A l’occasion de la journée nationale de la laïcité (9 décembre 2023), Elmaniya.tv, la nouvelle chaîne laïque franco arabe, a commandé à l’Ifop une enquête permettant de mieux cerner la place que les Français musulmans accordent aujourd’hui à la religion, le sens qu’ils donnent à la laïcité mais aussi leur point de vue sur les récents événements (ex : interdiction des abayas le 3 septembre, assassinat d’Arras par un islamiste le 13 octobre…) ayant mis au premier plan la question de l’Islam à l’Ecole.
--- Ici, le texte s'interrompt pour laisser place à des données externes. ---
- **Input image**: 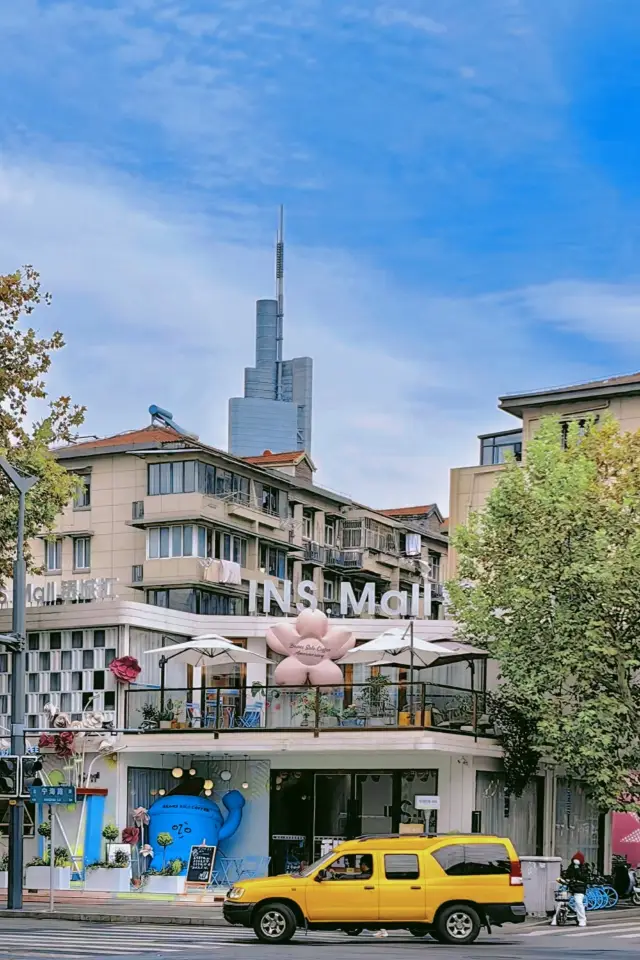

Pour cela, l’Ifop a mis en place un dispositif d’étude permettant de mesurer la spécificité des musulmans de France sur ces sujets – à travers des indicateurs offrant des comparaisons avec le point de vue de l’ensemble des Français – mais aussi d’analyser certaines variables pouvant influencer leur rapport à la laïcité comme leur âge ou leur degré de religiosité. Au regard de cette étude menée auprès d’un échantillon représentatif de 1000 musulmans déclarés, la population musulmane apparaît imprégnée d’une vision très ouverte de la laïcité associée à un soutien massif aux manifestations de religiosité dans la société en général et à l’Ecole en particulier (ex : voile, abaya…).
LES CHIFFRES CLÉS DE L’ENQUETE
Dans un contexte marqué par l’interdiction des abayas à l’Ecole publique (3 septembre), une très large majorité des Français musulmans (78%) partage le sentiment que la laïcité telle qu’elle est appliquée aujourd’hui par les pouvoirs publics est discriminatoire envers les musulmans.
Les trois quarts des Français musulmans souhaitent un retour au régime concordataire appliqué en France jusqu’au vote de la loi de 1905 : 75% d’entre eux de disant favorables au « financement public des lieux de culte et des religieux des principales religions (ex : curés, popes, rabbins, imams…) comme c’est le cas en Alsace-Moselle pour certains cultes ».
D’autres revendications passent par l’abrogation de dispositifs empêchant l’expression vestimentaire de leur religion dans l’espace public. Ils soutiennent ainsi massivement le droit des athlètes français(e)s à porter des couvre-chefs religieux aux prochains JO en France (75%) ;
Près de 20 ans après son application, les Français de confession musulmane sont toujours massivement opposés à la loi de 2004 interdisant les signes religieux ostensibles à l’Ecole. En effet, les deux tiers d’entre eux (65%) se disent favorables au port de couvre-chefs à caractère religieux (ex : voile, kippa…) dans l’enceinte des collèges et lycées publics.
Les musulmans soutiennent massivement aussi d’autres formes de manifestations de religiositédans l’espace scolaire tel que le port de signes religieux par les parents accompagnateurs faisant action d’enseignement (à 75%) ou l’introduction de menus à caractère confessionnel (ex : viande halal, viande casher…) à la cantine (à 83%).
Enfin, environ la moitié d’entre eux soutiennent également une remise en cause du principe de neutralité religieuse dans le cœur des enseignements, revendiquant par exemple le droit des jeunes filles « à ne pas assister aux cours de natation pour des raisons religieuses » (à 57%) ou des élèves à « ne pas assister aux cours dont le contenu heurterait leurs convictions religieuses » (à 50%).
Si l’interdiction des abayas annoncée à la rentrée a fait l’objet d’un quasi-consensus dans la population générale (81% des Français approuvent cette interdiction), rares sont les musulmans(28%) à soutenir la décision du nouveau ministre de l’Education nationale.
Leur rapport particulier à la laïcité n’empêche pas la plupart des musulmans (78%) de condamner totalement le meurtrier de Dominique Bernard à Arras mais leur condamnation manque de fermeté : les personnes n’exprimant pas une condamnation totale de l’assassin sont trois fois plus nombreuses dans les rangs des musulmans (16%) que chez l’ensemble des Français (5%), notamment parmi les élèves scolarisés actuellement dans l’enseignement secondaire ou supérieur (31%).